From: Anders Sandberg (asa@nada.kth.se)
Date: Fri Feb 09 2001 - 08:21:03 MST


"Corwyn J. Alambar" <nettiger@best.com> writes:

> Eliezer wrote:
> > >
> > > A couple of thoughts on what an extropian counterprotest could look like.
> > > Numerical inferiority would be so overwhelming in any such situation, that
> > > the only feasible alternative would be IMHO a Greenpeace-like stunt.
> >
> > They'd crush us like bugs. I agree with Sandberg; the most effective
> > option is writing counterpoint newspaper articles, ideally somewhere
> > influential with a receptive audience.
>
> The problem with newspaper articles and such is that they tend to be dry,
> and not very convincing to the public at large. Very few people remember
> a moving editorial; only a few more remember a story in a major news
> magazine like Time or Newsweek.

Do you win because a lot of people read an article a single time, or
because the right people read an article a single time and write their
own articles based on your memes, multiplying the effect a
thousandfold? My experience is that it is the later. I write somewhat
dry articles for a somewhat obscure journal, but I find my views and
formulations occasionally repeated on editorial pages a week later and
in the more popular press a month later.

> A page needs to be taken from the pro-life/pro-choice playbook: We need
> to rephrase the debate in terms of something for which most people are in
> favor. It will NOT help to be anti-environment; not only does that run
> counter to what many of us really believe, but it will score us no points
> at all in he long run with people who will find it easy to revile positions
> we hold based on how we're all "pave the earth" types.

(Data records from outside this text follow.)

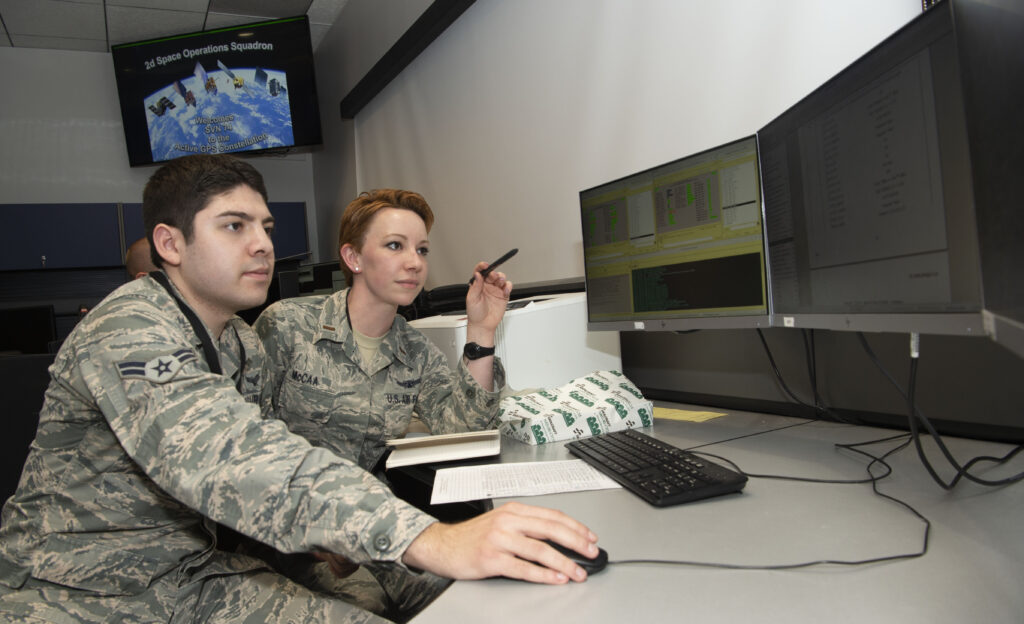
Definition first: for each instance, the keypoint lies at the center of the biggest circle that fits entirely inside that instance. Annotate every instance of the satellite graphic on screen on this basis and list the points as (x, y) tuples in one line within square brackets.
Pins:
[(224, 110)]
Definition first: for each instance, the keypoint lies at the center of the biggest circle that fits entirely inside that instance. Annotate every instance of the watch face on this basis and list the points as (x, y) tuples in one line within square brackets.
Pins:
[(475, 351)]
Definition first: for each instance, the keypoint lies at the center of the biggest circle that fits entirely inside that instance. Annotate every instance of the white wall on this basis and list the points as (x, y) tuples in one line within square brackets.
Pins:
[(520, 105), (61, 138), (361, 34)]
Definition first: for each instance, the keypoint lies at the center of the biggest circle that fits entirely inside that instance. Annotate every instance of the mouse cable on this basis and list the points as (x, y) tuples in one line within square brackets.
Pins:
[(914, 414), (872, 479), (818, 409)]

True. However, it is easier to get active against something you are
against than something you are for, unfortunately.
 
> A well-organized sloganeering capaign could revolve around "End World Hunger
> NOW!" - no one is for world hunger, after all. When one of the more activist
> types gets in your face about being pro-genetic engineering and thus anti-
> environment, ask them at the top o fyour voice how many acres of virgin
> wilderness had to be cleared to grow their "all-natural" cotton and/or hemp
> clothes, or grow their organic fruits and vegetables? How many acres of
> animal habitat were destroyed so they could feel good about themselves wearing
> "all-natural" fibers? THAT is the sort of sound bite that will make it
> into the media, and show the ecofundamentalists for what they really are -
> a radical fringe group.

Or base your argument on your core premise: genetic engineering will
help save people's lives - even if it has some risks, the potential
damage is clearly smaller than the current damage done to the
environment with unsustainable inefficient agriculture not to mention
the amount of human suffering the current situation involves and that
could be avoided. yes, there might be unknown long term effects, but
do you seriously think they would be worse than a 100 million people
with vitamin A deficiency?

-- 
-----------------------------------------------------------------------
Anders Sandberg                                      Towards Ascension!